Se qualcuno le contasse, scoprirebbe che le donne in rosso sono quarantotto. Vi sono anche alcune donne del Leone e alcune della Bilancia, nate cuspidi e dunque giustificate per aver scelto di seguire il segno con la previsione più allettante.
Ciascuna delle donne, stilando verosimili classifiche e calcolando rischiosi indici di probabilità, cerca di scoraggiare le altre, per ovvi motivi di concorrenza. Nessuna si lascia convincere ad abbandonare il luogo fatale. Del resto, l’astrologia non istituisce una comunità fraterna tra i nati dello stesso segno e alimenta invece uno spiccato individualismo.
Camerieri e baristi, unici uomini nel locale, ignorano le date di nascita delle presenti e, poiché nessuno di loro legge gli oroscopi e conosce la verità, hanno cominciato presto a darsi di gomito, scambiarsi battute e formulare ipotesi.
Dopo qualche incertezza alcune donne in rosso lanciano occhiate ora interrogative ora maliziose ai camerieri e le più assertive tentano già di avvicinarli e sedurli.
Chiacchiere, risa e sussurri si arrestano di colpo quando, in fondo all’ampio salone, fa il suo ingresso il proprietario del locale. Anche i gesti delle quarantotto donne in rosso restano sospesi e, nel silenzio in cui non tintinnano neanche le stoviglie, gli sguardi si concentrano su quell’uomo.

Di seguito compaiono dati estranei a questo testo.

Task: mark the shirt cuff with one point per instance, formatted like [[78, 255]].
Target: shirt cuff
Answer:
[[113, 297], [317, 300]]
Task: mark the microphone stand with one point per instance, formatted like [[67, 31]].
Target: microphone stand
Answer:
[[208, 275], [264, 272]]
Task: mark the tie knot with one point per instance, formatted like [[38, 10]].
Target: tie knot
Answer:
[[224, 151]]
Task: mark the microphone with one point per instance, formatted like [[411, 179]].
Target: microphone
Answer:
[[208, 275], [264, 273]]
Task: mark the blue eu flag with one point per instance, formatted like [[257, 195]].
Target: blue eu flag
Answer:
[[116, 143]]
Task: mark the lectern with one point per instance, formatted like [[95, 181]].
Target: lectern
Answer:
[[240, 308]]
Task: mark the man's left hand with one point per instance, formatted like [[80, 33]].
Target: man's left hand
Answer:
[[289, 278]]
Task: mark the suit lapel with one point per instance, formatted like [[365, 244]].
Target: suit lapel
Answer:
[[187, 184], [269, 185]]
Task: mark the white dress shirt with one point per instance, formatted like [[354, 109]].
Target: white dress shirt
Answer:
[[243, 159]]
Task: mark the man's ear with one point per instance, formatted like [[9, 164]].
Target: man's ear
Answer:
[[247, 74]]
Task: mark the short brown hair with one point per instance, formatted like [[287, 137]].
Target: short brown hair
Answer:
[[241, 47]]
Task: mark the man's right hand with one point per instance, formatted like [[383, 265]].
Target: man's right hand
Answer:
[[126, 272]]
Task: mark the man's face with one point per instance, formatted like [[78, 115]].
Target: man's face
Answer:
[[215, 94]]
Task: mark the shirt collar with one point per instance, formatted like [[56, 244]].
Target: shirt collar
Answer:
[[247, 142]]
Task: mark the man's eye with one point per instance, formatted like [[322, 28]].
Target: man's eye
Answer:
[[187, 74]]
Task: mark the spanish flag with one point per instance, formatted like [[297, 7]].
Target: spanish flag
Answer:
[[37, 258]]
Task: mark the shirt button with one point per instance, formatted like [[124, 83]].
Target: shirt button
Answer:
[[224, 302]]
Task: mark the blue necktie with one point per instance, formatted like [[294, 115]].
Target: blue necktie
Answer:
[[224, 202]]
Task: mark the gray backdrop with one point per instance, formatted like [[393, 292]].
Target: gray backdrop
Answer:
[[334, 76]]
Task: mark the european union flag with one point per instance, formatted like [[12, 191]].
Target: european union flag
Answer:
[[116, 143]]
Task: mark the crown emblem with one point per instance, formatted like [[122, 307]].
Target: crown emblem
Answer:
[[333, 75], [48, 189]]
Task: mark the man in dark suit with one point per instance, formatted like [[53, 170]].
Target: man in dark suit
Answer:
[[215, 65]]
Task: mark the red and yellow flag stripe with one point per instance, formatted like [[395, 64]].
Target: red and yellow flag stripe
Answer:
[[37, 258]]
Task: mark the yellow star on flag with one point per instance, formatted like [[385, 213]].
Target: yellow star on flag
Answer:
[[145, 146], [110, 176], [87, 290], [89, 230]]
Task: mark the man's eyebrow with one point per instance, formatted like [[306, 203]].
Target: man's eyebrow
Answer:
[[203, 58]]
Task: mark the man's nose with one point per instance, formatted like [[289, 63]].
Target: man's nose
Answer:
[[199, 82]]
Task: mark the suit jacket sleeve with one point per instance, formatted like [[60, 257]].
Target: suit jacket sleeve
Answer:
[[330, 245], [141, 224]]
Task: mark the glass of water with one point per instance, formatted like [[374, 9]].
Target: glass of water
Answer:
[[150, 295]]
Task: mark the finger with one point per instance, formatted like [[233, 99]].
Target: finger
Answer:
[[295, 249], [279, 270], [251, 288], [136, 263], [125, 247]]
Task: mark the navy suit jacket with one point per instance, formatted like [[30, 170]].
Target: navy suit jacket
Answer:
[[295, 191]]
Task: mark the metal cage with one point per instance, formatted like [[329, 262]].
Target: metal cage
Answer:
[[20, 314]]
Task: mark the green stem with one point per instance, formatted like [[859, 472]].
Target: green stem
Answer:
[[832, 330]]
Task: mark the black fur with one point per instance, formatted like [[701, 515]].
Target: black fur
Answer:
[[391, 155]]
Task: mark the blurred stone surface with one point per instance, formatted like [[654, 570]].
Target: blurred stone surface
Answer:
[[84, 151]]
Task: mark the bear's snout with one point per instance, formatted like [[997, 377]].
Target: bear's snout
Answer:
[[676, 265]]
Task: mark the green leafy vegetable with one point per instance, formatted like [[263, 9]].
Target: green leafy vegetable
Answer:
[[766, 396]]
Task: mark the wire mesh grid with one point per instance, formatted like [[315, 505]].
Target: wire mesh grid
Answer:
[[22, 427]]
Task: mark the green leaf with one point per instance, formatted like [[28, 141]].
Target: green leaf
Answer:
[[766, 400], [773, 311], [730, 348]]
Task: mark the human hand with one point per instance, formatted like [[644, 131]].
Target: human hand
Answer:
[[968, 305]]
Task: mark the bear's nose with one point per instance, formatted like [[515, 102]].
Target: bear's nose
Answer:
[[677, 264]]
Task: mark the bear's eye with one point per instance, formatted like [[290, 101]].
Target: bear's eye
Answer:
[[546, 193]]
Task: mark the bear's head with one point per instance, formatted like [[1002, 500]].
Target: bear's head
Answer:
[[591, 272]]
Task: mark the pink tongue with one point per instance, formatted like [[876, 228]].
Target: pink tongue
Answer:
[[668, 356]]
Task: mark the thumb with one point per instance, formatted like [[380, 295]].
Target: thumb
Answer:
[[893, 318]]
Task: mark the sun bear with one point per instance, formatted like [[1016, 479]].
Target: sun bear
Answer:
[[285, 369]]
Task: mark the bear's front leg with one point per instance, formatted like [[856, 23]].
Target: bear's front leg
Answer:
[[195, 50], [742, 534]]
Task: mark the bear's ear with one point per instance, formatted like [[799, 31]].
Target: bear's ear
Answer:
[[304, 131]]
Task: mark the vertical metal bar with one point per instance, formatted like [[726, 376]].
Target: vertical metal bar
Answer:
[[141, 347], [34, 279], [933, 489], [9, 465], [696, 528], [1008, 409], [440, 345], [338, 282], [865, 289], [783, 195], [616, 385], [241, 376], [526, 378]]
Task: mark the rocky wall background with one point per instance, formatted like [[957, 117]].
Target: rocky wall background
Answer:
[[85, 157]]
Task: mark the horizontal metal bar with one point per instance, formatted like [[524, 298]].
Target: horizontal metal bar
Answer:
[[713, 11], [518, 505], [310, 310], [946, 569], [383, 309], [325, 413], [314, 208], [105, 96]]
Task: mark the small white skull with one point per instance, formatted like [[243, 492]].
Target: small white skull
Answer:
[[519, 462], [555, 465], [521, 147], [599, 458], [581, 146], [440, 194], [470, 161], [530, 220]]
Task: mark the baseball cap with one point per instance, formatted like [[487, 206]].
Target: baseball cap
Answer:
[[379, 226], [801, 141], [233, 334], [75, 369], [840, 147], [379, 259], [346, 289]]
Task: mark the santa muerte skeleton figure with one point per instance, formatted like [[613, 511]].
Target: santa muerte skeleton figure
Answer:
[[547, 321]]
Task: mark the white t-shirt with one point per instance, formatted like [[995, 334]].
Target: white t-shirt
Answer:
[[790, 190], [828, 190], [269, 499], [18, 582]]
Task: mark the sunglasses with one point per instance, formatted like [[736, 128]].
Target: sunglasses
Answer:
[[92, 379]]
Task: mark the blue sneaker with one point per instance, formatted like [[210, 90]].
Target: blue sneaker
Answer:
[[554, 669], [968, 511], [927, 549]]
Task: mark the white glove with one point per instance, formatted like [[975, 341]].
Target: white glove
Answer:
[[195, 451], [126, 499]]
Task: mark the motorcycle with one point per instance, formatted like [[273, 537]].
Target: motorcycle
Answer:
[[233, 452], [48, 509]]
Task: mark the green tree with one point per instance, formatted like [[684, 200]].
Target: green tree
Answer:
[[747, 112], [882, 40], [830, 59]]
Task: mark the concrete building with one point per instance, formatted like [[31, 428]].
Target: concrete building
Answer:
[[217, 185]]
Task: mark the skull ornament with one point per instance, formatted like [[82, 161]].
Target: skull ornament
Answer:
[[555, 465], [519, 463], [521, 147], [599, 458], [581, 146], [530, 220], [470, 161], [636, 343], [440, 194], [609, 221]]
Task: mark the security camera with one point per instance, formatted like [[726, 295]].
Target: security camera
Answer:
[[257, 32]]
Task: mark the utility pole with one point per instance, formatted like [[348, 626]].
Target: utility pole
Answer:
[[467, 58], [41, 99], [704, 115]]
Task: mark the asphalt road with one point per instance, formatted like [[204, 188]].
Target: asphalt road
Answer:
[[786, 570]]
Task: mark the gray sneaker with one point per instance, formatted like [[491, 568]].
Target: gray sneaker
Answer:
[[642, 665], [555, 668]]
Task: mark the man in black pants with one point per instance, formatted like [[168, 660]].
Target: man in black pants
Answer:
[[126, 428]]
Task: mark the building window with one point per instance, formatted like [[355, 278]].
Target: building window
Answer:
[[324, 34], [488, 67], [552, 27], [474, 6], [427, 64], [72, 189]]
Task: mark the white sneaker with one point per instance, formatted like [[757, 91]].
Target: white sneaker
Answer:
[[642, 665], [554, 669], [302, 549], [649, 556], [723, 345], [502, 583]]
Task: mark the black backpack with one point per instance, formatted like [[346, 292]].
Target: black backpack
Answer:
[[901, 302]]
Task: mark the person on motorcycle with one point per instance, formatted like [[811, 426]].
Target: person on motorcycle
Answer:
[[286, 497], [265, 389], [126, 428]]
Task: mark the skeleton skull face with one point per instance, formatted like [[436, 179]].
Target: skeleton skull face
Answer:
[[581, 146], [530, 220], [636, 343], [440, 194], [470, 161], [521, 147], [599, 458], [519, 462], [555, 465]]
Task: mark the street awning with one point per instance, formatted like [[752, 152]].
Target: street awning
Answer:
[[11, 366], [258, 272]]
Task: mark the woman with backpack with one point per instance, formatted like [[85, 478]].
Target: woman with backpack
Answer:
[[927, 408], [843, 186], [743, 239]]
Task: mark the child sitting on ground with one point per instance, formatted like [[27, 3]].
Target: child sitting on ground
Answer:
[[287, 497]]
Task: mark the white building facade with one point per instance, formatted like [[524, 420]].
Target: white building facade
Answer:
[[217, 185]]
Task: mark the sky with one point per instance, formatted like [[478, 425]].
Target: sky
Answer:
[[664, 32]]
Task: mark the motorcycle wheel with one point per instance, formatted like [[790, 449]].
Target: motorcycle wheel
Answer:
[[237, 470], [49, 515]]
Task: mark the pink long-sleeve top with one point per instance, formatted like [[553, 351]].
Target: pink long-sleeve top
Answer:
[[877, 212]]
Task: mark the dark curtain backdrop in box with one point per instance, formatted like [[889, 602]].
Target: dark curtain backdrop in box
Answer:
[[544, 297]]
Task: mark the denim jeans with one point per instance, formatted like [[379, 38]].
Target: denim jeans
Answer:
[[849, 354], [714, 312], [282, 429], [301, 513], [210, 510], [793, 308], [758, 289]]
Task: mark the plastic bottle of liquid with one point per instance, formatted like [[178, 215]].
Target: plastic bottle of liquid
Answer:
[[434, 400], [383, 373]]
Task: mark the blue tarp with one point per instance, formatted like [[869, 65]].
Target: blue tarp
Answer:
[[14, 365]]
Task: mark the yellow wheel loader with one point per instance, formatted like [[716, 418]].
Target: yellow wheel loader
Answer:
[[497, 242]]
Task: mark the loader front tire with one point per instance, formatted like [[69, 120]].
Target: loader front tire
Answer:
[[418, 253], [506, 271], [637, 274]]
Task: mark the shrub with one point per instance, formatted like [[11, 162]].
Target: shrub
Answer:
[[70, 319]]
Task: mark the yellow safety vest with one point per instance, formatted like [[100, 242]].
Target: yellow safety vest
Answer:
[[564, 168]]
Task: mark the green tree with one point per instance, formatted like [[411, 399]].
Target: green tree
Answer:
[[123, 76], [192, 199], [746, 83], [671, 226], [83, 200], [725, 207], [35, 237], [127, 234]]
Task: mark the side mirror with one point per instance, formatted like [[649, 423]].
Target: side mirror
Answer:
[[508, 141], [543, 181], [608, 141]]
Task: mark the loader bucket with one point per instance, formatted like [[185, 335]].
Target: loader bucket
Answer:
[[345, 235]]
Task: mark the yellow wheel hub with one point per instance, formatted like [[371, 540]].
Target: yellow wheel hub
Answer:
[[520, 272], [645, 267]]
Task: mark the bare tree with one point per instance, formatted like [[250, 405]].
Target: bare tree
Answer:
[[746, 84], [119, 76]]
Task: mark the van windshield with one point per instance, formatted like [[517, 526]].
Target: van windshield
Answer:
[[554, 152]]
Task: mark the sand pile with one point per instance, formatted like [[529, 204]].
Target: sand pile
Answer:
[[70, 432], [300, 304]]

È sua la scelta, ora, è sua la prossima mossa. L’uomo sorride.
Dall’altra parte della città, in uno dei ristoranti della stessa catena, siede l’uomo che scrive gli oroscopi. È un habitué: il suo tavolo è sempre quello dinanzi alla vetrata con vista sul molo turistico, il suo conto è pagato. All’estensore degli oroscopi piace molto contemplare da quel punto gli scafi degli yacht e le alberature delle barche a vela che ondeggiano, nella luce piena del mezzogiorno o nei riflessi dorati del tramonto. Prima di recarsi a cena, secondo gli accordi contrattuali, ha consegnato i dodici brevi testi per il giorno successivo. Il destino è già scritto: questa consapevolezza gli regala un’intima soddisfazione, un brivido di affinità con il divino che accresce il suo appetito. Mentre attende che il sommelier apra la bottiglia francese che ha ordinato, l’astrologo mette a fuoco un pensiero, che il destino non sia un’elezione e un compimento ma un inciampo, il boccone delizioso che resta nel gozzo e soffoca, uno scarto sorprendente in un processo di corruzione, come la colatura delle alici sotto sale. L’immagine gli strappa un sorriso, si ripropone di usarla alla prima occasione, e insieme gli suggerisce un ripensamento. Forse in quel che ha consegnato qualcosa potrebbe essere migliorato, un aggettivo sostituito, un divieto smussato in un suggerimento, l’influenza di un pianeta raffigurata in una luce differente. Ruotando il vino dentro il calice, si domanda se sia il caso di riscrivere tutto, da capo, e capovolgere ogni pronostico. Lui sa che, se volesse, potrebbe.